Near Clovis, New Mexico, is the archeological site of Blackwater Draw. Nearly 13,000 years ago, large glaciers covered the North American continent including a large portion of the Rocky Mountains. The weather conditions during this era were cool and dry in the Southwest, but perfect for huge stands of grass to thrive. Such huge stands of fodder were able to sustain equally huge browsers and grazers — like mammoth, camels, horses and bison. Human adapted to changing conditions by changing their small hunter/gatherer societies into large game hunters. Blackwater Locality No. 1 is located on Highway 467, one mile north of the Oasis State Park highway exit. Special guided tours can be arranged in advance by calling 575-356-5235. Admission is $3 for adults, $1 for children. The site is open every day from Memorial  Day to Labor Day and Saturdays and Sundays the rest of the year from 9 a.m. – 5 p.m.

9000 – 8000 B.C.
Folsom people flourished throughout Southwest at the end of the last Ice Age. Folsom points (arrowheads) were first excavated near Folsom, New Mexico in 1926. The people who made these points lived and hunted now-extinct bison on the western great plains. Today, these ancient ancestors are known as the Folsom people. As the decades passed, knowledge of Folsom Paleoindians grew considerably with the discovery on the American Plains of dozens of other sites of the same age and cultural tradition.
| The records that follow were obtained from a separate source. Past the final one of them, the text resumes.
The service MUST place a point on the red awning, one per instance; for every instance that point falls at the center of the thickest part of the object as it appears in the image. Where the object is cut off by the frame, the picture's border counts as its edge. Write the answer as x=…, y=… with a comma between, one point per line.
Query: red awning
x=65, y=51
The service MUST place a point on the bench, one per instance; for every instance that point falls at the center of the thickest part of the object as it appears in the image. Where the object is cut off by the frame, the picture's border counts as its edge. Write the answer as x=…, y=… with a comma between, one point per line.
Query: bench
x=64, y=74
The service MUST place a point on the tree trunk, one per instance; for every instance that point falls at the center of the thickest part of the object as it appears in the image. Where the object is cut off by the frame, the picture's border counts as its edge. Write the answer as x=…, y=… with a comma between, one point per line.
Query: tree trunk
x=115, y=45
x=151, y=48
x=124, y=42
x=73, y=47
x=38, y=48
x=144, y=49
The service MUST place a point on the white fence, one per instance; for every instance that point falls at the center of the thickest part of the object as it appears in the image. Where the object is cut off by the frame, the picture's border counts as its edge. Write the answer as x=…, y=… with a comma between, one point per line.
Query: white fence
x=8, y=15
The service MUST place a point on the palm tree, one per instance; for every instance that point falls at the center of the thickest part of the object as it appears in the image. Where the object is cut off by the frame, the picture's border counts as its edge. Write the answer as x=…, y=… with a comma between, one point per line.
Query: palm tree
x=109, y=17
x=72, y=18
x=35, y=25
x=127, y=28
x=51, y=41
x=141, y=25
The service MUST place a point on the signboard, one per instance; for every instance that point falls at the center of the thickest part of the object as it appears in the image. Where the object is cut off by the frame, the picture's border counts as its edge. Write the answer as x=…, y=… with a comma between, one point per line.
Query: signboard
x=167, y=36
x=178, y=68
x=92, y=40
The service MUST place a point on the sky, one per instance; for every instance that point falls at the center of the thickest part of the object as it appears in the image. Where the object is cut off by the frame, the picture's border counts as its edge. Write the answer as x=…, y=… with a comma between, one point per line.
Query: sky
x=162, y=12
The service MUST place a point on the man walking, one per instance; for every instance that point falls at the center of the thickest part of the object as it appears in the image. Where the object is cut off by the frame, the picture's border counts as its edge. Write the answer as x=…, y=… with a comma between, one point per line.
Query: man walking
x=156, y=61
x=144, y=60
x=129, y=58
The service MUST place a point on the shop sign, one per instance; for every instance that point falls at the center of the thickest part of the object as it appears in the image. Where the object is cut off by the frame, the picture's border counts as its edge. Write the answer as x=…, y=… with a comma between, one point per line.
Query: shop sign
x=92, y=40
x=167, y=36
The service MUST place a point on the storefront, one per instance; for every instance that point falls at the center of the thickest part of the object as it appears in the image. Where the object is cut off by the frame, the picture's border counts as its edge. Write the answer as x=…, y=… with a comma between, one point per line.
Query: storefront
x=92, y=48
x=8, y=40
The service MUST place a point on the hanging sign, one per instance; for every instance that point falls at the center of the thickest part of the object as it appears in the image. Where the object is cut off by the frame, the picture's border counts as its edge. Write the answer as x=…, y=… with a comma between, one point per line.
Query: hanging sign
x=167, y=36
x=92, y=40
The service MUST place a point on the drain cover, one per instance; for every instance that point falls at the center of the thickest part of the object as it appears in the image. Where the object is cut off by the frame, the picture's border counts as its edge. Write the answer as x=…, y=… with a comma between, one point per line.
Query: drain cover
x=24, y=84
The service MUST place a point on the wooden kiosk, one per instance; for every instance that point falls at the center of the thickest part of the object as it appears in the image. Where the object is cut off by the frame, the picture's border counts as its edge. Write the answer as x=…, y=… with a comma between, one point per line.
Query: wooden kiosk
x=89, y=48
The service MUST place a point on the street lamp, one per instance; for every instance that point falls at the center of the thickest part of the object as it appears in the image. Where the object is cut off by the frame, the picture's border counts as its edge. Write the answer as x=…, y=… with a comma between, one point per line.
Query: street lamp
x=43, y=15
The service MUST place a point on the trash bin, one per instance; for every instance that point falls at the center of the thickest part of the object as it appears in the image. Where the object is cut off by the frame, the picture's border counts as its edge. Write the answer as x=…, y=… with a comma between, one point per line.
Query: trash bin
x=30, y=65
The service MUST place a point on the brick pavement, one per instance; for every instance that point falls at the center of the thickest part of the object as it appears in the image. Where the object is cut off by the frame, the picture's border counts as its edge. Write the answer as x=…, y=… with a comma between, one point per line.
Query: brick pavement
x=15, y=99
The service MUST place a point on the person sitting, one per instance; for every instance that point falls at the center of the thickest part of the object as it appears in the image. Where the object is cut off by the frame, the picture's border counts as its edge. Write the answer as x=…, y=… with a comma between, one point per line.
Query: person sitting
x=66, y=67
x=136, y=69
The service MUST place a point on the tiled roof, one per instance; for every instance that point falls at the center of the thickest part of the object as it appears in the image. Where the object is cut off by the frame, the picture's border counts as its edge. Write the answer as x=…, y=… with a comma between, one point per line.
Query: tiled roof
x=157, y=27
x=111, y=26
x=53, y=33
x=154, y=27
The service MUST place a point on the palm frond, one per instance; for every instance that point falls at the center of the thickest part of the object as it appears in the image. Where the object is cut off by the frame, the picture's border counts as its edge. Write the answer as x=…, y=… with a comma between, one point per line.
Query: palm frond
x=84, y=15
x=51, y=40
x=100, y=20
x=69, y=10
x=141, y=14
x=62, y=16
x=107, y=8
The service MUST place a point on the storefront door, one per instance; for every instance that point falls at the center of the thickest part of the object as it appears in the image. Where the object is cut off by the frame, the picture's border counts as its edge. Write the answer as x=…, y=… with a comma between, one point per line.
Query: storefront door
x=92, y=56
While you can visit the Folsom site, there isn’t much to see — just a big hole in the ground that, to untrained eyes, doesn’t look like much.

10000 – 500 B.C.
Cochise people are first inhabitants to cultivate corn, squash and beans, the earliest evidence of agriculture in the Southwest. Although these ancient people were hunters, archeologists have discovered manos and metates (mortars and pestles) showing the importance of grains and nuts in their native diet. Though Cochise sites are all over New Mexico, again they are nothing spectacular, but they did lead to the development of the Anazazi people.

A.D. 1 – 1300
Anasazi basketmakers elevated weaving to a high art, creating baskets, clothing, sandals and utensils. These early Native Americans lived in pithouses throughout the southwest. Between 700 and 1300 A.D., the Anasazi culture culminated in the highly developed Chaco Civilization. The Anasazi occupied the region where present day Arizona, New Mexico and Colorado meet. They were among the most highly civilized of the Native American cultures. They raised corn and cotton, and tamed wild turkeys, using the meat for food and the feathers for clothing. In the winter, the Anasazi wore garments fashioned from turkey feathers. The Anasazi were cliff dwellers and built many apartment houses out of closely fitted stones. One such building, the Pueblo Bonito in Chaco Culture National Historic Park, had nearly 800 rooms.

Today, you can visit many different locations in the Southwest to view the Chaco and Pueblo Indian cultures.